Elementos não fazem parte do seu vocabulário: tentaram aprender a contar até 10 em portugês, mas abandonaram as aulas. Dizer “pequena quantidade” e “quantidade maior” é suficiente na tribo amazónica.
No coração da floresta amazónica, há uma comunidade indígena cuja língua e cultura levam especialistas a repensar ideias antigas sobre cognição humana e linguagem.
Os Pirahã, que habitam pequenas aldeias ao longo do rio Maici, no Brasil, falam uma língua que parece não ter palavras para números exatos, nem termos para cores — uma raríssima característica que há décadas alimenta o debate entre linguistas.
Com uma população estimada em cerca de 700 pessoas, os Pirahã levam um modo de vida semi-nómada, conta o IFLS.
A sua língua tornou-se conhecida graças ao linguista Daniel Everett, missionário que chegou à Amazónia no final da década de 1970 com o objetivo de traduzir a Bíblia e converter os Pirahã ao cristianismo — uma missão que abandonou para se dedicar ao estudo da língua e da cultura desta comunidade do Brasil.
Nos seus primeiros estudos, Everett sugeriu que os Pirahã usavam as palavras hói e hoí para “um” e “dois”, diferenciadas por um ligeiro tom na pronúncia.
Contudo, em 2005, o próprio reviu esta interpretação e defendeu que esses termos não indicavam números exatos, mas quantidades relativas, como “pequena quantidade” e “quantidade maior”. Existia ainda o termo baàgiso, que se refere aproximadamente a “muitos” ou “juntar”.
A língua Pirahã não inclui palavras para números precisos, nem quantificadores como “todos”, “cada”, “a maioria” ou “alguns”.
Tentativas de ensinar conceitos numéricos aos Pirahã fracassaram. Everett e a família organizaram aulas noturnas durante oito meses, em 1980, para ajudar os adultos da aldeia a aprender a contar até dez em português. Apesar do entusiasmo inicial, os Pirahã acabaram por abandonar as aulas.

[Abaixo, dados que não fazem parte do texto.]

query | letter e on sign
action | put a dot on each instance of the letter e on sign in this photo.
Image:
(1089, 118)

Esta dificuldade em compreender números foi confirmada por experiências realizadas anos mais tarde pelo filho de Everett, Caleb, também linguista antropológico. Num dos testes, adultos Pirahã foram convidados a alinhar balões de borracha para corresponder ao número de carretéis de linha mostrados.

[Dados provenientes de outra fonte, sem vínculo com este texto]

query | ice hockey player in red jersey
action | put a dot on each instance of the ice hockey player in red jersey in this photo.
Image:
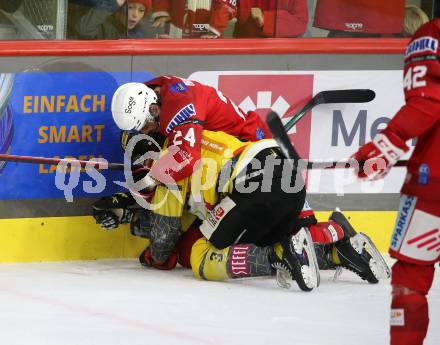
(415, 242)
(183, 109)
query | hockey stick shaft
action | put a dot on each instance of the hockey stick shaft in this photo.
(280, 135)
(332, 96)
(344, 164)
(56, 161)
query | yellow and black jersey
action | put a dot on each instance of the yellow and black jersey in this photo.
(223, 157)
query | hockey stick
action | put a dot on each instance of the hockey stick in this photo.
(280, 135)
(56, 161)
(332, 96)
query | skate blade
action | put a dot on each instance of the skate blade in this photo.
(377, 263)
(282, 278)
(302, 242)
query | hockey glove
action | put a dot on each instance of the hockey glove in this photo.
(147, 260)
(377, 157)
(111, 211)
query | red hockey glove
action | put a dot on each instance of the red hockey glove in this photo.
(378, 156)
(147, 260)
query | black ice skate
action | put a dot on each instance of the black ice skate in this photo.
(357, 253)
(298, 262)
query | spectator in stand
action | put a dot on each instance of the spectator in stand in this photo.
(113, 19)
(10, 6)
(414, 18)
(360, 18)
(273, 18)
(193, 18)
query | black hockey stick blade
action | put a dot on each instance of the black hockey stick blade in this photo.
(56, 161)
(280, 135)
(346, 96)
(332, 96)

Embora conseguissem alinhar pequenas quantidades, falhavam quando os números ultrapassavam dois ou três.
O trabalho do ex-missionário desafia a teoria da gramática universal, proposta por Noam Chomsky, que defende que todos os seres humanos nascem com uma capacidade inata para a linguagem — um conjunto de princípios gramaticais comuns a todas as línguas.
Segundo esta teoria, a diversidade linguística ocorre dentro de um quadro universal inscrito no cérebro humano.
Para Everett, a língua Pirahã mostra o contrário: a cultura, e não a biologia, molda a linguagem. Na sua opinião, a estrutura da língua reflete a visão do mundo específica do povo Pirahã e não um padrão universal. Como escreveu em 2005, “a gramática universal proposta por Chomsky deve ser revista”.
Mas as ideias de Everett também foram contestadas, tal como ele contestou Chomsky. Críticos admitem que o ex-missionário pode ter interpretado mal certos aspetos da gramática Pirahã e que as provas da ausência de conceitos de quantidade não são conclusivas.